BlackRock und Fidelity dominieren 2026 die Zuflüsse in Bitcoin-ETFs
Wie CoinDesk berichtet, zeigt sich rund eineinhalb Jahre nach dem Start der US-Spot-Bitcoin-ETFs eine klare Konzentration im Wettbewerb: BlackRocks IBIT und Fidelitys FBTC ziehen den Großteil des frischen Kapitals an, während kleinere Anbieter kontinuierlich Marktanteile verlieren.
Die Verschiebung vollzieht sich in einem insgesamt schwierigen Umfeld für Bitcoin und Krypto-ETFs. Seit 2026 summiert sich der Rückgang von Bitcoin auf rund 29%. Zugleich kam es im ETF-Segment wiederholt zu Phasen gebündelter Rückgaben. In vielen Volatilitätsphasen verzeichneten IBIT und FBTC dennoch Nettozuflüsse oder deutlich geringere Abflüsse als konkurrierende Produkte.
Die führenden Produkte tragen den Löwenanteil der Zeichnungen. Daten von Farside Investors zufolge verzeichneten US-Spot-Bitcoin-ETFs am 14. Januar einen Nettozufluss von 840,6 Mio. US-Dollar an einem Tag. Davon entfielen 648,4 Mio. US-Dollar auf IBIT und 125,4 Mio. US-Dollar auf FBTC; zusammen standen die beiden Fonds für über 90% des Gesamtwerts. Ein ähnliches Bild zeigte sich am 17. April: Der Markt kam insgesamt auf 663,9 Mio. US-Dollar Nettozufluss, IBIT sammelte 284 Mio. US-Dollar ein, FBTC 163,4 Mio. US-Dollar, zusammen etwa zwei Drittel der Tagesmittel. Am 1. Mai meldeten die ETFs trotz schwacher Stimmung Nettozuflüsse von 629,8 Mio.

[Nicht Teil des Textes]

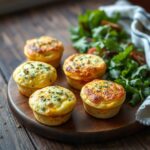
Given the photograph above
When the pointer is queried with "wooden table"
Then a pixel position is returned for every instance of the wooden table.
(15, 29)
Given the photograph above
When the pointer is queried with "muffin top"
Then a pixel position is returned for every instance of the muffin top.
(34, 74)
(43, 47)
(103, 94)
(84, 66)
(52, 101)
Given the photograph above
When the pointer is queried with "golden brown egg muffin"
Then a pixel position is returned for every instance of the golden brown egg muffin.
(33, 75)
(52, 105)
(102, 98)
(45, 49)
(82, 68)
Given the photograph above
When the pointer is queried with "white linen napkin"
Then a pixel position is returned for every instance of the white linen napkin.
(137, 22)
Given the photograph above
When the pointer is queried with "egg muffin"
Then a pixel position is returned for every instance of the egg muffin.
(82, 68)
(52, 105)
(45, 49)
(33, 75)
(102, 98)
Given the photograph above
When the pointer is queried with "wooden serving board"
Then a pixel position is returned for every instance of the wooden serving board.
(81, 128)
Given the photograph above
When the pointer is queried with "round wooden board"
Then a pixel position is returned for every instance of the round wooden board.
(81, 128)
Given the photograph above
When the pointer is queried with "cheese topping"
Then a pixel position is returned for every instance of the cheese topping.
(42, 44)
(52, 98)
(102, 93)
(34, 74)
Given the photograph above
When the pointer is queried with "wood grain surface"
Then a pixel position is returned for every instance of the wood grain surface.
(51, 20)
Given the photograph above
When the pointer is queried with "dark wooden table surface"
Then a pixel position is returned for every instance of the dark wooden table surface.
(15, 29)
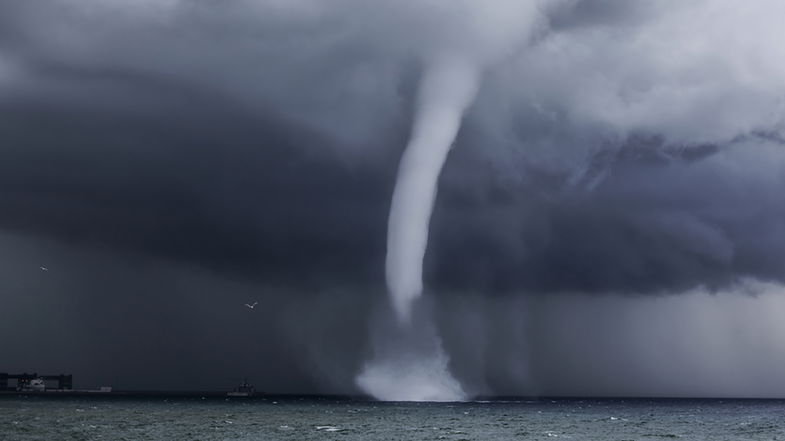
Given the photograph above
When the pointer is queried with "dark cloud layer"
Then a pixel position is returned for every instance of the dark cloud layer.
(172, 153)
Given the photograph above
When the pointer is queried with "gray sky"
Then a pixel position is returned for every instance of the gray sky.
(172, 160)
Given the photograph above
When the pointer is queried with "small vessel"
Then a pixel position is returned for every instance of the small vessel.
(34, 385)
(243, 390)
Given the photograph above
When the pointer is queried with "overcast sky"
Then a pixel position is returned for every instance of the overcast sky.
(610, 220)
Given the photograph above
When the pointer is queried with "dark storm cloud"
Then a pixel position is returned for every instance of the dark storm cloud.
(180, 151)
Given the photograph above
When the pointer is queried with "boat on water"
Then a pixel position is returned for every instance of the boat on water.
(243, 390)
(34, 385)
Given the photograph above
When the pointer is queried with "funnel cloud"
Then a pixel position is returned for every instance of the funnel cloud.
(609, 218)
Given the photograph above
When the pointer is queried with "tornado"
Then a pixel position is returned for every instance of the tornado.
(447, 89)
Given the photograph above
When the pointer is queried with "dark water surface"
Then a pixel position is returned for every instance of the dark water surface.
(160, 418)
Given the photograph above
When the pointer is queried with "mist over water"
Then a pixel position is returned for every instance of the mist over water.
(412, 364)
(409, 364)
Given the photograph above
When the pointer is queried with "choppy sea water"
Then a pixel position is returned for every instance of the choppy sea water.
(160, 418)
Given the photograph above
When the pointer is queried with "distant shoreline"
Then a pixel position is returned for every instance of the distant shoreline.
(212, 395)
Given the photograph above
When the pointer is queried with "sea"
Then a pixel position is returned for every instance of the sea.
(324, 418)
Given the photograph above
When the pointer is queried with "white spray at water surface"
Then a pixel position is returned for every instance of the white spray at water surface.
(410, 363)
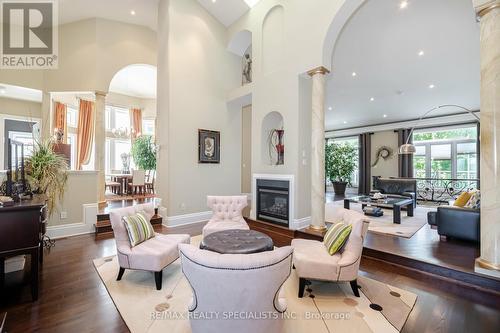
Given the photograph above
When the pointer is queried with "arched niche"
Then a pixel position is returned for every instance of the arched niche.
(273, 30)
(240, 42)
(271, 122)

US-Dollar; IBIT steuerte 284,4 Mio. US-Dollar bei, FBTC 213,4 Mio. US-Dollar – zusammen knapp 500 Mio. US-Dollar. Dieses Muster trat 2026 mehrfach auf, vor allem an Tagen mit großen Allokationen, an denen die beiden größten Fonds häufig die Richtung des gesamten Marktnettoflusses bestimmten.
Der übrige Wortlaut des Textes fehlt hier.